Unlike CBT, the psychodynamic approach to therapy sees human beings as strangers to themselves — unsure of what they want, self-subversive in their actions, and opaque in their motives. It therefore presumes that the obstacles to achieving rationality and happiness — which involves determining what we truly want and taking reasonable action to get it — are far greater than CBT presumes.
This means that psychodynamic therapy involves not simply listing problems and troubleshooting solutions, but making a concerted effort to achieve self-understanding — a process that takes time and often an enormous amount of work (and courage). Only then can we know what the true problems are and determine what kind of enduring solutions might be possible.
Though few psychodynamic psychotherapists these days accept Freud's conclusions in all (or even most) of their details, they do affirm his overall model of the mind as containing sedimented layers of thinking, including a subconscious teeming with repressed images, desires, fantasies, hopes, and fears that can affect conscious thinking, acting, and feeling in strange, unpredictable ways. The mind does this by way of pre-rational forms of archaic thinking that take shape in childhood.
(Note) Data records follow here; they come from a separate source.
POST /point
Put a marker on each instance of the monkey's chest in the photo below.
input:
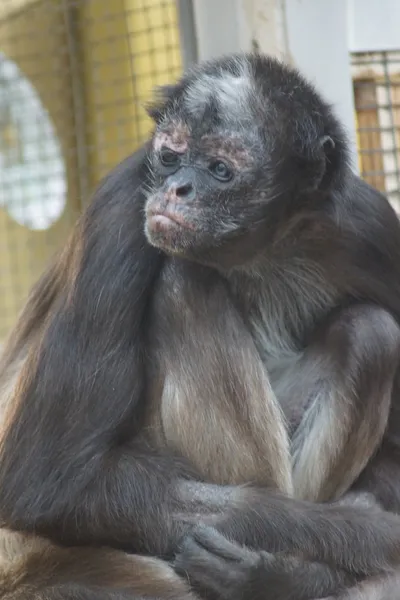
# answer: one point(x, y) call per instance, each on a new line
point(276, 338)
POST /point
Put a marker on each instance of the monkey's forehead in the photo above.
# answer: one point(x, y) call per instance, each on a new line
point(180, 139)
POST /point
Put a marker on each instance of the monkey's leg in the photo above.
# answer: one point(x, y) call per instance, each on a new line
point(347, 372)
point(375, 588)
point(232, 572)
point(56, 573)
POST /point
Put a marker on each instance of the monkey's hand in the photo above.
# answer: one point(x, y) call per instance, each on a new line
point(227, 571)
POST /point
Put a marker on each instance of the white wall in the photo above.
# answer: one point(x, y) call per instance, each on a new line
point(312, 34)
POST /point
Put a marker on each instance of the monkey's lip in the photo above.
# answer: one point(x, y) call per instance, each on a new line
point(161, 220)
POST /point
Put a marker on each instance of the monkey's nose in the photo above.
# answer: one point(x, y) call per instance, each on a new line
point(185, 191)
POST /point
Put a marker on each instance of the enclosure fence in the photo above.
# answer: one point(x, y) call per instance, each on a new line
point(75, 76)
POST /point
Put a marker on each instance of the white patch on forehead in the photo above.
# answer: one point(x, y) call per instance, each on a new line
point(231, 92)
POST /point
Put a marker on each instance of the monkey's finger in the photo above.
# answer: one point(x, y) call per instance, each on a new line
point(207, 570)
point(213, 541)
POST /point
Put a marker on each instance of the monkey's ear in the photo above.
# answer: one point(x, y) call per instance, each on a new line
point(163, 95)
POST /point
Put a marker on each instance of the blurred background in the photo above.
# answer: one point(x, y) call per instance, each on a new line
point(75, 75)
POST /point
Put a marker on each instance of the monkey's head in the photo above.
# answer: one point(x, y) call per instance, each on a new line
point(237, 141)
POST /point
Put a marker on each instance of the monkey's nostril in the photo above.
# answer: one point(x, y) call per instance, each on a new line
point(185, 191)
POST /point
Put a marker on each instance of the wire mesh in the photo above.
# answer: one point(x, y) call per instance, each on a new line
point(74, 78)
point(376, 80)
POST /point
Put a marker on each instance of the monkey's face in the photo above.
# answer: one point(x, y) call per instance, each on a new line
point(204, 196)
point(236, 140)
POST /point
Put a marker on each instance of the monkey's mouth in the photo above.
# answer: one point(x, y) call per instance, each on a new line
point(165, 220)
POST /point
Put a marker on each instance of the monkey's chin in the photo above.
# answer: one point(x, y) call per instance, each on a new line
point(167, 235)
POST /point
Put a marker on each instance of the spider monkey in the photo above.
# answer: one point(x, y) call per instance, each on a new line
point(218, 344)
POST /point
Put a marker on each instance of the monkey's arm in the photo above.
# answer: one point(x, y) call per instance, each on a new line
point(347, 373)
point(233, 572)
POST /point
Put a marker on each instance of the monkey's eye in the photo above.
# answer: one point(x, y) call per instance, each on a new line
point(221, 171)
point(168, 157)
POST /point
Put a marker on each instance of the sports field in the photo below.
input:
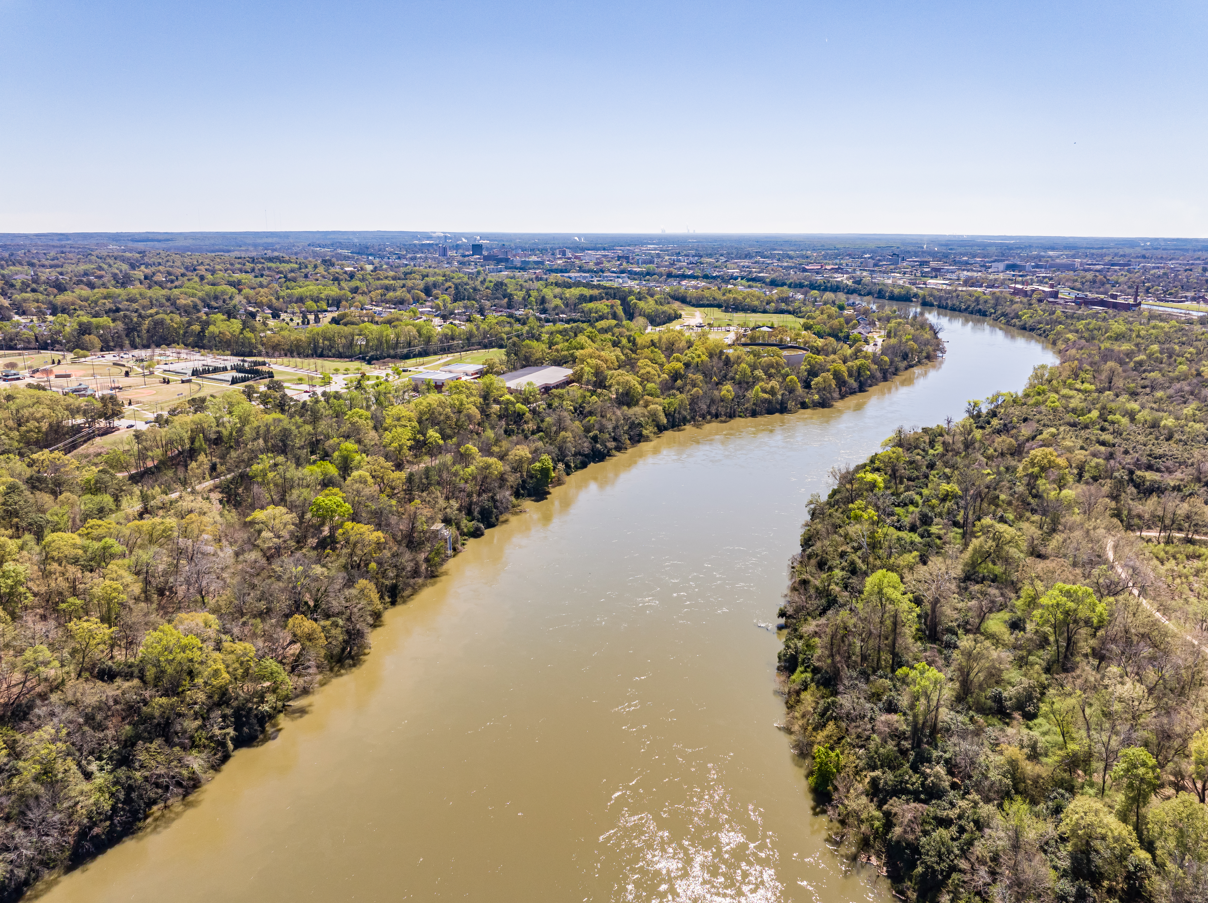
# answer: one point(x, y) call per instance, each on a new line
point(715, 316)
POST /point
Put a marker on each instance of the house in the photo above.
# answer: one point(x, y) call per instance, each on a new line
point(470, 371)
point(544, 378)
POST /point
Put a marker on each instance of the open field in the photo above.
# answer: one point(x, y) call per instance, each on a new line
point(321, 365)
point(715, 316)
point(468, 357)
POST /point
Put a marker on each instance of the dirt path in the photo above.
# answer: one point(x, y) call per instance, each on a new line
point(1143, 600)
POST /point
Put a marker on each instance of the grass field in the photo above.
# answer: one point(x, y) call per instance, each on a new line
point(715, 316)
point(468, 357)
point(30, 360)
point(320, 365)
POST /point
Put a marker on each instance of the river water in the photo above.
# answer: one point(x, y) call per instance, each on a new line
point(582, 708)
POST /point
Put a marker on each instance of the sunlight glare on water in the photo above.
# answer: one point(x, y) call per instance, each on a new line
point(582, 708)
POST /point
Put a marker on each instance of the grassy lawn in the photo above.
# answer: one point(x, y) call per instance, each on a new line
point(321, 365)
point(105, 443)
point(715, 316)
point(466, 357)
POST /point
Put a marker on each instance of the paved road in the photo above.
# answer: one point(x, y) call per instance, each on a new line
point(1124, 575)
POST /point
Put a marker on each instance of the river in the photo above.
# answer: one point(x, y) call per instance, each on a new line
point(582, 708)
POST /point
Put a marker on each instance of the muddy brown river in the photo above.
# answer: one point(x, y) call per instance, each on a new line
point(581, 709)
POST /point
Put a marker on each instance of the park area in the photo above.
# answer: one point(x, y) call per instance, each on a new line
point(716, 316)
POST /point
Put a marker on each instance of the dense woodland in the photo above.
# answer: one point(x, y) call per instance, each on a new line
point(975, 666)
point(256, 306)
point(151, 621)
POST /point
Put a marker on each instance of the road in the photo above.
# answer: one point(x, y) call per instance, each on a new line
point(1124, 575)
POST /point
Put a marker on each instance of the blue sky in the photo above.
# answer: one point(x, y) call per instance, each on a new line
point(1010, 117)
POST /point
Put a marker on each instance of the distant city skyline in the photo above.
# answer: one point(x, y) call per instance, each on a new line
point(1028, 117)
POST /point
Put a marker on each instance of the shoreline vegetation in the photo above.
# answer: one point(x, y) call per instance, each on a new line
point(998, 685)
point(147, 630)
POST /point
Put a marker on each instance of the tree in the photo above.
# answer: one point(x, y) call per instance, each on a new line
point(361, 541)
point(1137, 775)
point(1178, 828)
point(1197, 751)
point(826, 765)
point(1103, 850)
point(542, 472)
point(924, 686)
point(172, 660)
point(976, 664)
point(88, 639)
point(1064, 612)
point(889, 615)
point(274, 529)
point(330, 507)
point(347, 458)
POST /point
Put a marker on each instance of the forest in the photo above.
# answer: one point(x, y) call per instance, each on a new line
point(995, 629)
point(261, 306)
point(162, 603)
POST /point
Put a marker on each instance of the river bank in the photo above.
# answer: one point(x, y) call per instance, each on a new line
point(584, 703)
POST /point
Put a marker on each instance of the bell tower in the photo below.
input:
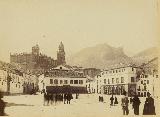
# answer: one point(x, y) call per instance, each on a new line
point(61, 54)
point(35, 50)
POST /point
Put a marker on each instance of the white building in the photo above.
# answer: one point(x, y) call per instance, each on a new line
point(62, 79)
point(13, 81)
point(147, 84)
point(117, 80)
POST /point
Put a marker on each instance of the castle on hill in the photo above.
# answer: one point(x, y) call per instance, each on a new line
point(37, 61)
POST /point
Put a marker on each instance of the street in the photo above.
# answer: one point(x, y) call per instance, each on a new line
point(85, 105)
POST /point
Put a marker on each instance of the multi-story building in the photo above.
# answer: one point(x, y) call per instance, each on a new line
point(91, 72)
point(12, 81)
point(147, 84)
point(64, 79)
point(117, 80)
point(148, 80)
point(37, 61)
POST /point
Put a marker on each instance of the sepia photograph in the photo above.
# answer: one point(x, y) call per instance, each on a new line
point(79, 58)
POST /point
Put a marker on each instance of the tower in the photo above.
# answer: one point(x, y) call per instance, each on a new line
point(61, 54)
point(35, 50)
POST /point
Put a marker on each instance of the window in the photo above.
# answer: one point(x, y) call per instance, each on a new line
point(142, 82)
point(112, 80)
point(61, 81)
point(51, 81)
point(65, 82)
point(117, 80)
point(55, 81)
point(122, 79)
point(132, 79)
point(146, 76)
point(71, 81)
point(75, 81)
point(108, 81)
point(80, 81)
point(132, 69)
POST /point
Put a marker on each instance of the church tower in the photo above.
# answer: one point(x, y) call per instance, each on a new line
point(61, 54)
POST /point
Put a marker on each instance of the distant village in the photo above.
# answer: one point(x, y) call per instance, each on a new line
point(28, 73)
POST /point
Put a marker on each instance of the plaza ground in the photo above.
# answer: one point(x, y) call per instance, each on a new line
point(86, 105)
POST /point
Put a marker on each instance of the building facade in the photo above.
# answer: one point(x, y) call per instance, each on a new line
point(12, 81)
point(37, 61)
point(64, 79)
point(116, 81)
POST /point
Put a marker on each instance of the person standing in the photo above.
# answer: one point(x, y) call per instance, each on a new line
point(124, 104)
point(149, 108)
point(116, 101)
point(2, 105)
point(135, 104)
point(65, 98)
point(111, 100)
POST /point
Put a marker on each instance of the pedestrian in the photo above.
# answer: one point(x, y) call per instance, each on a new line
point(116, 101)
point(149, 108)
point(135, 104)
point(65, 98)
point(131, 100)
point(124, 104)
point(112, 99)
point(2, 105)
point(51, 98)
point(69, 97)
point(45, 98)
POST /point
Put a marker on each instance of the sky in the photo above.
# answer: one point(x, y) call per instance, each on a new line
point(77, 23)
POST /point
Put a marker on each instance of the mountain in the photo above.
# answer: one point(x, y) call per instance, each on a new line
point(145, 55)
point(100, 56)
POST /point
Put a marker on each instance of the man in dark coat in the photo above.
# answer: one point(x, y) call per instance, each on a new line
point(149, 108)
point(124, 104)
point(65, 98)
point(135, 104)
point(111, 100)
point(69, 97)
point(2, 105)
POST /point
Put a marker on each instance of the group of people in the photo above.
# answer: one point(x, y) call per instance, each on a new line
point(113, 100)
point(51, 98)
point(149, 108)
point(2, 105)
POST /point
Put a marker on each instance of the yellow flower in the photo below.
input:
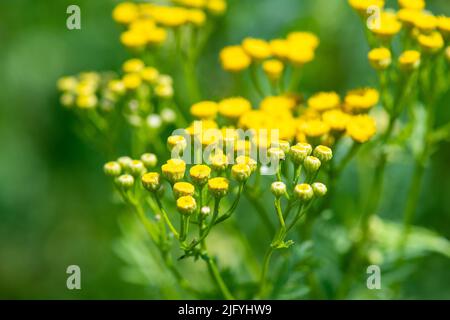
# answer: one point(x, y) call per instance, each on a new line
point(200, 173)
point(387, 26)
point(133, 39)
point(234, 59)
point(273, 69)
point(186, 205)
point(150, 75)
point(361, 128)
point(431, 43)
point(132, 81)
point(412, 4)
point(133, 66)
point(258, 49)
point(181, 189)
point(409, 60)
point(125, 12)
point(218, 187)
point(323, 101)
point(380, 58)
point(205, 110)
point(336, 119)
point(306, 39)
point(426, 22)
point(216, 7)
point(362, 5)
point(279, 48)
point(361, 100)
point(277, 104)
point(151, 181)
point(233, 108)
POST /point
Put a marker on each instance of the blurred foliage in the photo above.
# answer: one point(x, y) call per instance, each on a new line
point(54, 208)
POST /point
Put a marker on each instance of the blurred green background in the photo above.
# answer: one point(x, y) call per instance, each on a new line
point(55, 206)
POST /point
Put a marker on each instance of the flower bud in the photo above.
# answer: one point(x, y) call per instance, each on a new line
point(241, 172)
point(218, 187)
point(299, 152)
point(112, 169)
point(200, 174)
point(323, 153)
point(149, 160)
point(125, 163)
point(125, 181)
point(278, 189)
point(137, 168)
point(320, 190)
point(151, 181)
point(181, 189)
point(304, 192)
point(312, 164)
point(186, 205)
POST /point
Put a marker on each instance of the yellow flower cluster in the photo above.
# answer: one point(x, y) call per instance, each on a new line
point(297, 49)
point(147, 23)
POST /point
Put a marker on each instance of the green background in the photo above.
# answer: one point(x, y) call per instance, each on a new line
point(55, 206)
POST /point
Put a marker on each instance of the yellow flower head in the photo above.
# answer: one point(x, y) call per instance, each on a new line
point(205, 110)
point(218, 187)
point(132, 81)
point(323, 101)
point(273, 69)
point(280, 48)
point(431, 43)
point(387, 26)
point(125, 12)
point(303, 39)
point(409, 60)
point(186, 205)
point(361, 100)
point(361, 128)
point(412, 4)
point(233, 108)
point(380, 58)
point(234, 59)
point(133, 66)
point(151, 181)
point(200, 173)
point(258, 49)
point(181, 189)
One example is transference, the process whereby the mind transfers associations connected with one person to another, usually of the same gender. The classic example is the tendency to experience emotions and act out unresolved conflicts from childhood over and over again with men and women who take on the roles of vicarious fathers and mothers. Depending on the nature and intensity of the emotions and the character of the conflicts, this can result in confusing feelings, skewed judgment, and fraught relationships.
Transference and other forms of archaic thinking can't be changed or stopped just by pointing to surface-level behavior and feelings and labeling them "irrational." The only way to change them is by working through the subconscious associations, emotions, and conflicts over and over again at the conscious level — in conversation with an analyst trained to look for clues of archaic thinking at work below the surface.
The psychodynamic approach suits me better than CBT — for all sorts of reasons. For one thing, I experienced acute emotional abuse and trauma at a young age when my bipolar mother suffered a complete breakdown and disappeared. For another, I have a complex history of spiritual and ideological shifts that are hard to explain in superficially rational or irrational terms. And then there's my philosophical education, which makes me both keen to seek deep self-understanding and highly adept at using ideas to conceal emotions when there's something I would prefer not to face. I need a therapist who's able to detect when I'm engaging in intellectualized forms of misdirection and willing to call me out for it.
Which isn't to say that psychodynamic therapy is for everyone — or to deny that CBT can be helpful for many and has even been helpful to me on occasion.
But it is to say that, if my nine years on the couch have taught me anything, it's that the mysterious, conflicted, self-deceptive, and self-subversive vision of the mind that comes down to us from the Freudian tradition — in which our happiness depends on a level of self-knowledge that our own minds make exceedingly difficult to achieve — comes much closer to hitting the mark.